Assemblies of God missionary Olga Olsson on a recent tour of Romania found a spirit of revival sweeping many churches there. Services lasting up to five hours were packed with overflow crowds standing outside doors and windows, she says. Her report confirms an earlier account in CHRISTIANITY TODAY.

More than 300 turned out for an interdenominational National Convention of Christian Education, the first in 125 years of evangelical mission work in Colombia. It was held in Medellin on the campus of the 480-student United Biblical Seminary of Colombia, which sponsored it in conjunction with the land’s evangelical churches and missions.

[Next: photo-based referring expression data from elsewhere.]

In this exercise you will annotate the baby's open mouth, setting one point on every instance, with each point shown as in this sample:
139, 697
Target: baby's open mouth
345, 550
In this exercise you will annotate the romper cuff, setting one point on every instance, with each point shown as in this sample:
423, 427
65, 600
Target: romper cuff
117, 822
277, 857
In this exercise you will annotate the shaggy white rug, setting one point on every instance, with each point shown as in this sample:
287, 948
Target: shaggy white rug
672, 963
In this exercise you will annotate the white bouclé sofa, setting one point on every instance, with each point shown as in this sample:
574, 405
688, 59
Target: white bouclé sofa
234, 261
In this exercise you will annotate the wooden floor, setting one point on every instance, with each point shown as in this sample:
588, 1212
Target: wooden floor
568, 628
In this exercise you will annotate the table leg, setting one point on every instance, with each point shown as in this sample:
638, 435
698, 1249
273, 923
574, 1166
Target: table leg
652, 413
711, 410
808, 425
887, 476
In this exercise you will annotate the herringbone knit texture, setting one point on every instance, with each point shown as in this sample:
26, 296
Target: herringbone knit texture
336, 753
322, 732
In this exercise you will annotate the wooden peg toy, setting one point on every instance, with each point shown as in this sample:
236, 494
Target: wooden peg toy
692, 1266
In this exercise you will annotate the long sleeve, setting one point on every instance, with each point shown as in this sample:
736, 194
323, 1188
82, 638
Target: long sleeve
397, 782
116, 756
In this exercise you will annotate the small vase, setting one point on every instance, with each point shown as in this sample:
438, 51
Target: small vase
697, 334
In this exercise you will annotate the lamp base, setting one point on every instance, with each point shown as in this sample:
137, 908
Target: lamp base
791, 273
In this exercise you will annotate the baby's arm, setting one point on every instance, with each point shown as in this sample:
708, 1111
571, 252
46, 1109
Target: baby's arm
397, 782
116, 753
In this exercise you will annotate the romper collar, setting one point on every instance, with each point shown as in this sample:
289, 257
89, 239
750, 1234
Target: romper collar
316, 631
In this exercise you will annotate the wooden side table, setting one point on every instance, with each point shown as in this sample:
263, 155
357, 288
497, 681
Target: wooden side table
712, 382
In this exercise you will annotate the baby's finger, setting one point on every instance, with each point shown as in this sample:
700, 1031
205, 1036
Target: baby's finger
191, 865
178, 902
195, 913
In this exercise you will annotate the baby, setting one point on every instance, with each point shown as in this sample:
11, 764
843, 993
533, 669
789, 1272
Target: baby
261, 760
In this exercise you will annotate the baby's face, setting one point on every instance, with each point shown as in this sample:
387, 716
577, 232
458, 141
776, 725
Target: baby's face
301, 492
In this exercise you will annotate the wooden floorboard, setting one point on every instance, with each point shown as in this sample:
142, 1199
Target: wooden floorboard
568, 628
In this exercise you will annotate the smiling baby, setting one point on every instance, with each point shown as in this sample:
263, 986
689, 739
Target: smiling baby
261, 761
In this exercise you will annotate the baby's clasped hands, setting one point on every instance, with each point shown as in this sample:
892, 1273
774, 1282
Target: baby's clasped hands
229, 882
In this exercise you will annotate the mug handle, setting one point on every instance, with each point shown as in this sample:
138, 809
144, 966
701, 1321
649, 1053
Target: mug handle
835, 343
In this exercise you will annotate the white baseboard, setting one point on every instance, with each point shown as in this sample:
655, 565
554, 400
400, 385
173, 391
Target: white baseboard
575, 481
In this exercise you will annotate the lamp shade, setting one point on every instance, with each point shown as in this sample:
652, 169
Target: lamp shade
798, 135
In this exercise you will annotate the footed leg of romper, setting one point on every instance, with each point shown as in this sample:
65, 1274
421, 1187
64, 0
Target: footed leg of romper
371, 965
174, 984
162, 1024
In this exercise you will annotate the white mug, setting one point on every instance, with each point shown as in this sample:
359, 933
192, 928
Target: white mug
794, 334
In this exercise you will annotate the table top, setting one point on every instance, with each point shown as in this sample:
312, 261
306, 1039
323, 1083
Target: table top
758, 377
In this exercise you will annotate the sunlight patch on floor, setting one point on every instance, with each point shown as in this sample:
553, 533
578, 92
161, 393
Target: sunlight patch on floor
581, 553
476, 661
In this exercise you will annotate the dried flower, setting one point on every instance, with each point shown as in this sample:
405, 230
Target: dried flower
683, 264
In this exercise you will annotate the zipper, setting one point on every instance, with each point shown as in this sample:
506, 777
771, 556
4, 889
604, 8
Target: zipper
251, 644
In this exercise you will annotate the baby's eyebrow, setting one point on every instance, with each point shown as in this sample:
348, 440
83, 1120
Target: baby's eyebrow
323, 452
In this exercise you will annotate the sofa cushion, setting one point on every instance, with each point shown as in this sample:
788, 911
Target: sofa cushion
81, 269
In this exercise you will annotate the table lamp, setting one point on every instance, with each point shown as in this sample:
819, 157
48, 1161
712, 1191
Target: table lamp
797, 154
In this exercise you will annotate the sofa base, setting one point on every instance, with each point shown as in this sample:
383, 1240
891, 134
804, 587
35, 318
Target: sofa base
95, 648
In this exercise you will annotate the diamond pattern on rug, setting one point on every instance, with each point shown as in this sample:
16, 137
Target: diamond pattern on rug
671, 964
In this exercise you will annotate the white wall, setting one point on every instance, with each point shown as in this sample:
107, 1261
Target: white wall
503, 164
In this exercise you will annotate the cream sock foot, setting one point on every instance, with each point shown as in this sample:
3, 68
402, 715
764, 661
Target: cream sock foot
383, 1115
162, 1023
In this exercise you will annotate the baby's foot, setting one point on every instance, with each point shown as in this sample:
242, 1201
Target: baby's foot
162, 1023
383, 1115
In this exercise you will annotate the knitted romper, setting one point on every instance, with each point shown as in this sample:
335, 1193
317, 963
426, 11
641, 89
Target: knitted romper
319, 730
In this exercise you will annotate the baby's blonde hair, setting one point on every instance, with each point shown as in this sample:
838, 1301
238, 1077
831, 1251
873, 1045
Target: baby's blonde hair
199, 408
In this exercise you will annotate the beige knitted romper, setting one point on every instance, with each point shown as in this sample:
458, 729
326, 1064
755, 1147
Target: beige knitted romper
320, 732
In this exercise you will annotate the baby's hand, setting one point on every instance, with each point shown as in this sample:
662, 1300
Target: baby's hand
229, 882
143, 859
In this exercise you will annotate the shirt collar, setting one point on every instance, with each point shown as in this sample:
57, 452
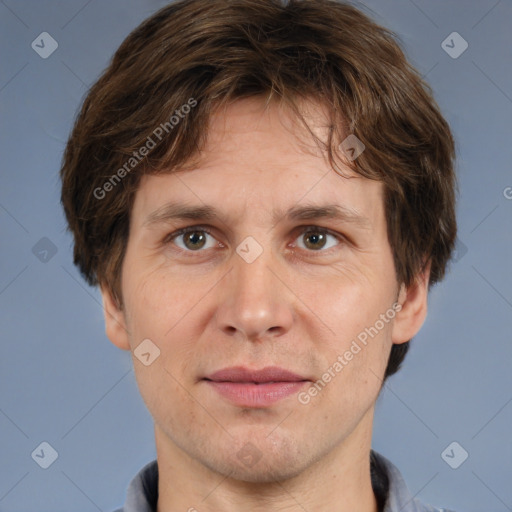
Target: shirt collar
387, 482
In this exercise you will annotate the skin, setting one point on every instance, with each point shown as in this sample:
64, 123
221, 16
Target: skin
299, 306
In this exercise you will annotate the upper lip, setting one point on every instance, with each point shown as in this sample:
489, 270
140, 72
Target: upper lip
267, 374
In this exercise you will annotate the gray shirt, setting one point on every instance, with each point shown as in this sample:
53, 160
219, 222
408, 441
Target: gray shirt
388, 485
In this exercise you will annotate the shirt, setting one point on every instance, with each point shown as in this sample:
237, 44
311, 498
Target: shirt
388, 485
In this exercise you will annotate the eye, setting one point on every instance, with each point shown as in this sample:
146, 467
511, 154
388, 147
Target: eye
193, 238
316, 239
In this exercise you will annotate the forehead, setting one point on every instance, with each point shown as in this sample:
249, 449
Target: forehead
258, 159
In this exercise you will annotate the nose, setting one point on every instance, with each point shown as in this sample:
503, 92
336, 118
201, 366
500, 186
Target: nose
255, 302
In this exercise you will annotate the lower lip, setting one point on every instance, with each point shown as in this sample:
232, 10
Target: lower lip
256, 395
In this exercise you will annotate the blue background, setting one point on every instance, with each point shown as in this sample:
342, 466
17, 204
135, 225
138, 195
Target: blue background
63, 382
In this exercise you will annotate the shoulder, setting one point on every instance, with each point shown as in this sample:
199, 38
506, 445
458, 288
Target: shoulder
398, 497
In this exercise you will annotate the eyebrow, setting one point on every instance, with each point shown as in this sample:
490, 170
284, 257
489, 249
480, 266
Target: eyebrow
178, 211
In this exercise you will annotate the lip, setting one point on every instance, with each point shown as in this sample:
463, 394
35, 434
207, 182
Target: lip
255, 388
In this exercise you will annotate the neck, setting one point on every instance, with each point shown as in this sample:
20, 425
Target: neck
338, 481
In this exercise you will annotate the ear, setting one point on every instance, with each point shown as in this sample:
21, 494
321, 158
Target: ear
115, 322
413, 301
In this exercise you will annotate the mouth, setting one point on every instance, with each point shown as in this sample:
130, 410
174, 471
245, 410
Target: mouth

Immediate repeal of Britain’s liberal Abortion Act of 1967 was called for in a close vote of the ruling body of the Episcopal Church in Scotland (Anglican).

Secular newspapers in Britain fueled a furor over the way bishops are selected in the Church of England (the monarch appoints them through the prime minister) after a diocesan advisory committee’s nominees were ignored in the appointment of bishop of Chester Gerald Ellison, 63, as bishop of London. The Church Times, an independent Anglican journal, backhandedly slapped the committee for leaking the news and, in effect, told the secular papers to cool it.

Pope Paul may be concerned about the burgeoning Pentecostal movement in his church. At a recent public audience he commented: “We should reflect on whether certain groups in search of the Holy Spirit, that prefer to isolate themselves to avoid both the directing ministry of the Church and the anonymous crown of unknown brothers, are on the right road.”